In light of the white supremacist group Patriot Front’s hanging of a banner on UTSA’s main campus, UTSA Police Chief Gerald Lewis says campus police are prepared if more incidents occur, including if Patriot Front or other extremist groups demonstrated physically on campus.
“We have to respect First Amendment rights, and as long as (groups) are expressing those First Amendment rights in a responsible and appropriate and safe manner, then we won’t interfere,” he said. “Will we monitor it? Absolutely. Would we be able to handle it if something additional happened? Absolutely.”
UTSA Police Department is currently investigating to determine who hung the banners on campus and the department is increasing security patrols on campus. Security camera footage from the night of the incident is still being reviewed.
Lewis said that because the investigation into who hung the banners is still active, the security footage cannot be released. “If you give away information from an ongoing investigation you jeopardize that investigation,” Lewis said. “The review of that video has not stopped.”
“Whether we will actually be able to identify who’s responsible for this, that may not happen,” Lewis said. “If someone goes out with a purpose and they disguise themselves, if they wear a mask, if they wear a hood, or gloves, those things make it a little harder to determine and identify that person.”
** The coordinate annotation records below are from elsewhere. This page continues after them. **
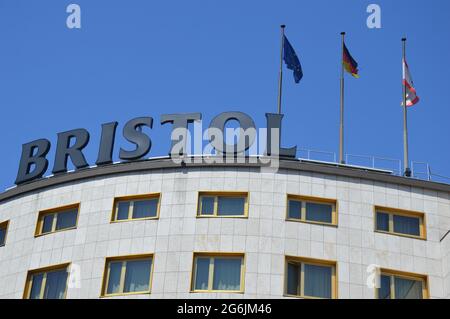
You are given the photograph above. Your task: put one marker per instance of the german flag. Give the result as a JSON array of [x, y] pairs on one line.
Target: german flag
[[350, 65]]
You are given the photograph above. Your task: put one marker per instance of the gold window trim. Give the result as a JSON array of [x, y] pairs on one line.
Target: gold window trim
[[400, 212], [132, 199], [314, 200], [216, 195], [55, 211], [406, 275], [4, 225], [301, 261], [212, 256], [124, 259], [45, 271]]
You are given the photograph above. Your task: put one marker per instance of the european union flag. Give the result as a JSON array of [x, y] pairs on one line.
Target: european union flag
[[291, 60]]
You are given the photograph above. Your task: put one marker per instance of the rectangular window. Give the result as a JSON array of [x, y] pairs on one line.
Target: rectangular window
[[218, 273], [136, 207], [223, 204], [47, 283], [127, 275], [398, 285], [312, 210], [3, 232], [400, 222], [57, 219], [309, 278]]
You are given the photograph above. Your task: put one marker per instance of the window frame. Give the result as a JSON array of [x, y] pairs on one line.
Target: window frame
[[405, 275], [400, 212], [55, 211], [216, 196], [313, 200], [4, 225], [212, 256], [45, 271], [124, 260], [132, 199], [301, 261]]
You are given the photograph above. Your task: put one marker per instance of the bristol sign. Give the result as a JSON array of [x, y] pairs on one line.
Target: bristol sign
[[70, 144]]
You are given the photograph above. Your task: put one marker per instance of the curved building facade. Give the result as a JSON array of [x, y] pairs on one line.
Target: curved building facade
[[154, 229]]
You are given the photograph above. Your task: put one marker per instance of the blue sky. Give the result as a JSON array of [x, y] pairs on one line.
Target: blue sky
[[147, 58]]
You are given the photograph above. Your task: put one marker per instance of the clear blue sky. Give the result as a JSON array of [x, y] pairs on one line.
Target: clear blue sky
[[147, 58]]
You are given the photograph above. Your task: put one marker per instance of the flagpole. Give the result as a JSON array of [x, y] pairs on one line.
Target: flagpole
[[341, 126], [407, 172], [280, 75]]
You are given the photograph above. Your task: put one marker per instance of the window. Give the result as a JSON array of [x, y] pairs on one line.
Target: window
[[218, 273], [47, 283], [3, 232], [127, 275], [310, 278], [136, 207], [398, 285], [400, 222], [312, 210], [57, 219], [223, 204]]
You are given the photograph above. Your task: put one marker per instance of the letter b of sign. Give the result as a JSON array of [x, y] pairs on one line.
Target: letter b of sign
[[74, 19], [374, 19]]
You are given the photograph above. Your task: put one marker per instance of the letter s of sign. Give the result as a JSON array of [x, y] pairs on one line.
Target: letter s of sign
[[33, 155], [132, 132], [374, 19], [73, 21]]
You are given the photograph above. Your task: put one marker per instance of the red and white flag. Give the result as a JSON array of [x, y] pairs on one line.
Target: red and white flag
[[411, 96]]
In response to the banner, the United UTSA Coalition sent a letter to the Office of the President on Nov. 27. The letter claimed that President Eighmy’s response to the banner “(failed) to adequately address the very real and serious threat and racist hate groups such as Patriot Front pose to the entirety of the student body,” further calling the address “performative gestures that seek to alleviate the administration’s burden of addressing this issue without providing any immediate or effective solution to the presence of fascist and white supremacist hate groups on campus.”
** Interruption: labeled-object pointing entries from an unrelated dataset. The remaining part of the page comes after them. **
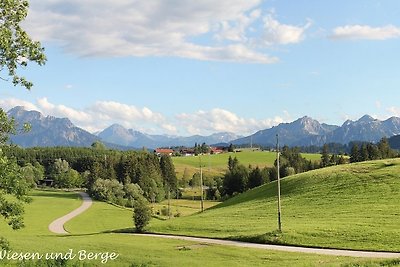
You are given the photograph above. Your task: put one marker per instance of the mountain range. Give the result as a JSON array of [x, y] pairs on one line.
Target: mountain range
[[128, 137], [307, 132], [52, 131]]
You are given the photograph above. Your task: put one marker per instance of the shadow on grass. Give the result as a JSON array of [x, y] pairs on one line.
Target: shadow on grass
[[55, 194], [272, 238]]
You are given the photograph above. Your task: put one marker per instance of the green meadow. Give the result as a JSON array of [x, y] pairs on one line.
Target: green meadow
[[354, 206], [217, 164], [97, 229]]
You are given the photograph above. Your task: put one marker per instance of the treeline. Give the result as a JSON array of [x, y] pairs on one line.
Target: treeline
[[369, 151], [110, 175], [239, 178]]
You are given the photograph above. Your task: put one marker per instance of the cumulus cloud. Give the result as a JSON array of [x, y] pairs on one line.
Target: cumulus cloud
[[220, 120], [157, 28], [9, 103], [277, 33], [394, 111], [102, 114], [356, 32]]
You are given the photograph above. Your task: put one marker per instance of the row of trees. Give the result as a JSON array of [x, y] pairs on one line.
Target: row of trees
[[82, 167], [239, 178]]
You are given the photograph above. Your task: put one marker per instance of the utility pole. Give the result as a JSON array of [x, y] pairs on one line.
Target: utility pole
[[169, 203], [201, 185], [279, 184]]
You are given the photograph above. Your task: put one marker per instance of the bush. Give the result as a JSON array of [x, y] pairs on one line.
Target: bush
[[141, 215]]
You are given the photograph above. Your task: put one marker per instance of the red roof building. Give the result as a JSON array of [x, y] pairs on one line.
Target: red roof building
[[164, 151]]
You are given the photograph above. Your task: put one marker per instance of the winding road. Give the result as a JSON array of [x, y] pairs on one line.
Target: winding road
[[57, 227]]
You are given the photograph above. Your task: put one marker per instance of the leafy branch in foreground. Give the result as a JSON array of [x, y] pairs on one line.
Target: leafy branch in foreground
[[16, 47]]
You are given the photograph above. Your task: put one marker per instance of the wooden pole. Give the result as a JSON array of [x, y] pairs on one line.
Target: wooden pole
[[279, 185]]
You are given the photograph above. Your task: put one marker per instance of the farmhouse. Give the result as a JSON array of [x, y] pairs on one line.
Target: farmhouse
[[216, 150], [163, 151]]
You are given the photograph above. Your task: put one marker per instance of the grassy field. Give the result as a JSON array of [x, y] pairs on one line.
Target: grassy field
[[93, 231], [354, 206], [217, 164]]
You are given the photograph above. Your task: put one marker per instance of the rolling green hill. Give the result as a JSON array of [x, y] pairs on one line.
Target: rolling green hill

The group demanded the university administration issue a formal statement denouncing white supremacist groups; refuse permission for people to “spread fascist and white supremacist rhetoric to the UTSA campus”; for the university to make a “concerted and visible effort” to discover who hung the banner; to release security camera footage of the incident; an open line of communication into disciplinary actions taken against those who committed the banner hanging, if caught; a diversity statement, signed by UTSA’s administration, in commitment to implementing a diversity and sensitivity training program; and a commitment to a more diverse faculty and staff.
President Eighmy’s response to the letter, posted on UTSA Today, attempted to address the concerns. Initiatives planned, as listed in order of demands the United UTSA Coalition made in their letter, are issuing a joint statement with San Antonio college and university presidents and Mayor Ron Nirenberg; implementing policies similar to UT-Austin’s regarding groups that are not affiliated with the university demonstrating on campus; stating that review of security camera footage is ongoing, yet inconclusive; increasing the number of cameras on campus, along with increased campus patrols; issuing a diversity statement developed by the Diversity and Inclusiveness Advisory Council; forming a Campus Climate Council; launching a “strategic initiative” to increase campus and staff diversity next spring; and the forming of a Bias Response Team to “identify and communicate bias incidents on campus.”
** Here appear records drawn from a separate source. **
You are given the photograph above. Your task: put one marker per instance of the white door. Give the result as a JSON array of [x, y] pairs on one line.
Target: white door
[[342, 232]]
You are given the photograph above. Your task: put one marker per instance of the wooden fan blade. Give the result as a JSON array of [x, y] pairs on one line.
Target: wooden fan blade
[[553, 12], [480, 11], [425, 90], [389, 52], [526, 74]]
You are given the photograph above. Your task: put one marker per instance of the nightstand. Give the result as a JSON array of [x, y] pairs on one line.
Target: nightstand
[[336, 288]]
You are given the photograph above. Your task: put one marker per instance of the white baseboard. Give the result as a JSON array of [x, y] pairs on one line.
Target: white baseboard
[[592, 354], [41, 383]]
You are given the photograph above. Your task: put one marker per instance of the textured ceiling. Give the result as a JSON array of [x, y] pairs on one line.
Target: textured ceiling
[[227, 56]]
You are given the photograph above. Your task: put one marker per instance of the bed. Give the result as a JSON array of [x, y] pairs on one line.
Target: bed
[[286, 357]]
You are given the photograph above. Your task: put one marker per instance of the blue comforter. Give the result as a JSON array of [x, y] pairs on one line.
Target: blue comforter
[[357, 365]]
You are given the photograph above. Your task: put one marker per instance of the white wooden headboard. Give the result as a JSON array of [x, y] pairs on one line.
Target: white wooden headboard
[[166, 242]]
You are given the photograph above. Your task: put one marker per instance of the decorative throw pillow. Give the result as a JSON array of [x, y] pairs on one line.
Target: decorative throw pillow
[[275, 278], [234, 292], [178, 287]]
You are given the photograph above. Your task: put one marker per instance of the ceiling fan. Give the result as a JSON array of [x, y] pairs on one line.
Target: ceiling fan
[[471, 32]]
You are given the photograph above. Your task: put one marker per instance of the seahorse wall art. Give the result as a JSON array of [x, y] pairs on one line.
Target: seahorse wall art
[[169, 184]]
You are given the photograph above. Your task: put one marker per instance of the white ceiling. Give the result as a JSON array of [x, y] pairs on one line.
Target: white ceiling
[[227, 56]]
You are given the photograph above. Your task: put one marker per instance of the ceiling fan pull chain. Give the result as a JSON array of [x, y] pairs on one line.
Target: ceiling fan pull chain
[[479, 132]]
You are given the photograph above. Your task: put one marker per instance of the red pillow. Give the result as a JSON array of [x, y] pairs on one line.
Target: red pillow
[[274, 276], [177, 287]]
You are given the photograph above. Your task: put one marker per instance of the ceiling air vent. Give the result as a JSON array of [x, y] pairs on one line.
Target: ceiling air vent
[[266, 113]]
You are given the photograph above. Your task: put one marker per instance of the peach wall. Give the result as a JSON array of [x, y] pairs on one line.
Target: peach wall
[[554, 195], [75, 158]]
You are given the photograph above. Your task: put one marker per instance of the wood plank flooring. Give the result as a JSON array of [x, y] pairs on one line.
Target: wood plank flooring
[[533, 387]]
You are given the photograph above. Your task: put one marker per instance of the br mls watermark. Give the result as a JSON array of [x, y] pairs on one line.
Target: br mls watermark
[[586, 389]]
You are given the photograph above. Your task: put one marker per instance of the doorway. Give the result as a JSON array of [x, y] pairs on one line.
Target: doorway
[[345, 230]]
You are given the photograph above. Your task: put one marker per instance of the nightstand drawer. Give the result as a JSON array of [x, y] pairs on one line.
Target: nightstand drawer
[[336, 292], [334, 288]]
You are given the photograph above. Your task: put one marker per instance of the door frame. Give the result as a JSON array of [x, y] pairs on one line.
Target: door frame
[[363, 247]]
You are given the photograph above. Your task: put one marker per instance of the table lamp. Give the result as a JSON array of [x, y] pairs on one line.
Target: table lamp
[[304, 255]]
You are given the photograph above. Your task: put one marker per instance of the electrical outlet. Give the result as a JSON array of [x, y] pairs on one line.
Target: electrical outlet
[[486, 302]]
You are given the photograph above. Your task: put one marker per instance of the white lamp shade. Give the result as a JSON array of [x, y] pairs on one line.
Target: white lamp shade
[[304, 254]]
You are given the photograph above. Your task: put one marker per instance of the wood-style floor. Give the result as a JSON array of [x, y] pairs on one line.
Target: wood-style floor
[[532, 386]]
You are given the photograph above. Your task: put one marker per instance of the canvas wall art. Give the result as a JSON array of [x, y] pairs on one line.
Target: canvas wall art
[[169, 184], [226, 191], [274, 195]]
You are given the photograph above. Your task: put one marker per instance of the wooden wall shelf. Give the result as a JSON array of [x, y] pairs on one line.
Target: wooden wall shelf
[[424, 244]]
Along with added personnel, the piloting of Rowdy Watch Student Patrol, a UTSAPD-launched program where UTSA students provide walking and golf-cart escorts from one on-campus location to another; check the security of buildings; check bicycle racks for unsecured bicycles; and report on lighting and other safety issues has been implemented.
“This is not something that will be resolved overnight,” Jazmyne Brooks, NAACP chair, said. “However, we left the meeting knowing that positive and tangible change is actively being made and Dr. Eighmy is reaching out to students, faculty, staff and the greater San Antonio community to be apart of this process.”
Individuals were detained Sunday night at Texas State University and given criminal trespassing warnings by campus police after seen posting white supremacist flyers around campus. None of the people in the group of five were students.